The Sark Norman word “bůṡůnẏre” is directly derived from the Sarkese “bůṡon“, bush, shrub etc. The Sarkese “bůṡůnẏre” corresponds directly to the Jèrriais “bîssonnièthe” and the Guernsey Norman “bissounière”, bramble thicket.

The expectable forms, such as “bìṡůnẏre”, with a long ‘ì’, which would correspond to the forms in the two genetically closest languages and which were actually documented even for Sarkese in the past, are, surprisingly, inacceptable today, and solely the form “bůṡůnẏre”, with a short ‘ů’ instead of a long ‘ì’ is used. The reason for this is most probably a former co-existence of forms, with the now lost “bìṡůnẏre” which in its form followed the path common for the other languages in the area, and today’s “bůṡůnẏre”, which through the older ‘uè’/’ů’ alternation, settled on a short ‘ů’ and by the 21st century completely replaced the former..

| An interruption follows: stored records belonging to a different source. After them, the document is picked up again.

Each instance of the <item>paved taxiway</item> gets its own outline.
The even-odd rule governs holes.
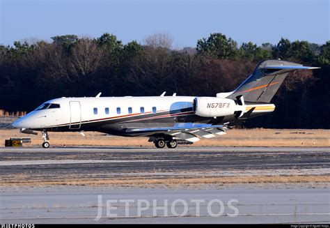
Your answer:
[[[1,223],[330,222],[327,188],[171,190],[64,186],[5,188],[0,197]],[[111,204],[107,207],[107,201],[110,200]],[[129,202],[128,207],[123,200]],[[143,210],[140,214],[139,200],[150,205],[146,208],[146,204],[141,204]],[[219,200],[223,203],[223,212]],[[230,200],[235,202],[229,203]],[[198,208],[197,201],[201,202]],[[101,209],[99,202],[102,204]],[[228,204],[235,206],[237,213]],[[109,216],[107,211],[113,215]]]
[[[61,178],[131,178],[206,177],[255,175],[329,175],[329,148],[1,148],[0,180],[15,181],[16,176],[33,180]],[[223,189],[123,188],[109,186],[1,187],[1,222],[214,222],[283,223],[330,222],[329,183],[322,185],[242,184],[221,186]],[[214,188],[214,186],[213,186]],[[107,216],[95,221],[97,197],[133,199],[129,218],[123,204],[116,204],[118,218]],[[171,202],[184,199],[188,212],[180,218],[171,215]],[[239,215],[230,217],[226,206],[237,199]],[[146,199],[162,205],[168,200],[168,215],[152,215],[153,207],[136,216],[136,203]],[[191,199],[203,199],[201,216],[196,216]],[[207,203],[220,199],[224,204],[221,216],[210,216]],[[178,213],[182,211],[181,207]],[[214,212],[219,212],[214,208]]]

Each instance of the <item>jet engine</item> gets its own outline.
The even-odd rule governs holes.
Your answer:
[[[237,98],[241,101],[242,98]],[[198,97],[194,99],[194,112],[203,117],[242,116],[246,110],[245,104],[239,100],[214,97]]]

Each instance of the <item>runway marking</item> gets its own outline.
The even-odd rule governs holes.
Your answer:
[[[237,216],[297,216],[297,215],[330,215],[330,213],[244,213],[238,214]],[[187,214],[184,216],[174,216],[174,215],[143,215],[143,217],[138,216],[116,216],[113,218],[182,218],[182,217],[211,217],[209,215],[194,215]],[[228,217],[226,215],[223,215],[217,217]],[[68,218],[95,218],[95,216],[54,216],[54,217],[7,217],[1,218],[2,220],[17,220],[17,219],[68,219]],[[234,218],[235,217],[233,217]],[[102,217],[102,218],[109,219],[109,217]]]
[[[86,163],[130,163],[130,162],[180,162],[180,160],[36,160],[2,161],[0,166],[31,165],[61,165],[61,164],[86,164]]]

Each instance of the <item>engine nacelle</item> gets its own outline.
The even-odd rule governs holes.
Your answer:
[[[238,105],[228,98],[198,97],[194,99],[194,112],[203,117],[233,115],[235,112],[244,112],[245,105]]]

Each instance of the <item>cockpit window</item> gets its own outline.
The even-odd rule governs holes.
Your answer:
[[[40,106],[39,106],[38,107],[37,107],[36,109],[36,110],[43,110],[43,109],[47,109],[48,108],[48,107],[49,107],[49,103],[44,103],[42,105],[41,105]]]
[[[60,107],[60,105],[58,104],[50,104],[49,109],[58,109]]]
[[[43,110],[43,109],[56,109],[59,108],[60,105],[58,104],[50,104],[50,103],[44,103],[37,107],[36,110]]]

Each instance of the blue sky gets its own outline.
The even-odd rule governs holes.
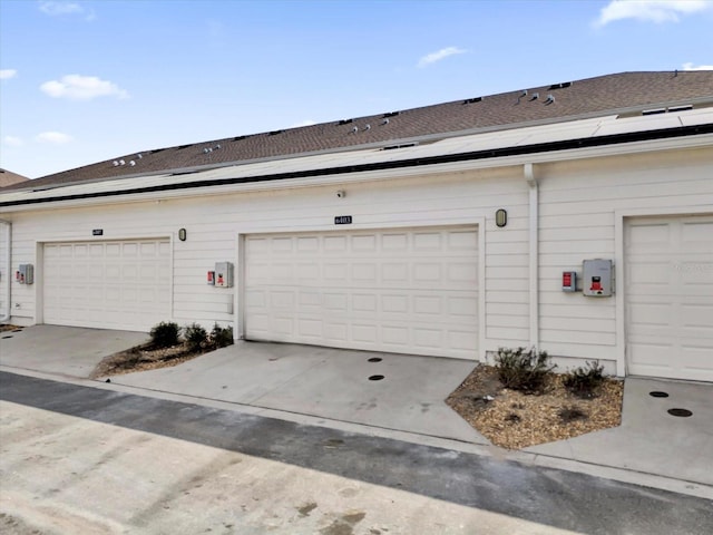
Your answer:
[[[0,167],[713,69],[712,29],[703,0],[0,0]]]

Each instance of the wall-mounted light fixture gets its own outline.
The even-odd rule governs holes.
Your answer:
[[[498,210],[495,213],[495,224],[499,227],[504,227],[508,224],[508,213],[504,208]]]

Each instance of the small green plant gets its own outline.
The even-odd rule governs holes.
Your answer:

Another option is that Sarkese, an extremely archaic variety, simply conserved the older evolutionary form of the Norman word, “busshoun”, descended, from the Frankish “busk”, bush, which evolved on its own into “bůṡon” that gave our “bůṡůnẏre”. The last option is the influence of the English word “bush”, see the SNDO entry on “bůṡon“, since the form “bîṡůnẏre” was recorded in the past. Nevertheless, we may be never able to resolve the question and as the only form used today is “bůṡůnẏre”, with “bîṡůnẏre” being inacceptable, only the form “bůṡůnẏre” is recommended.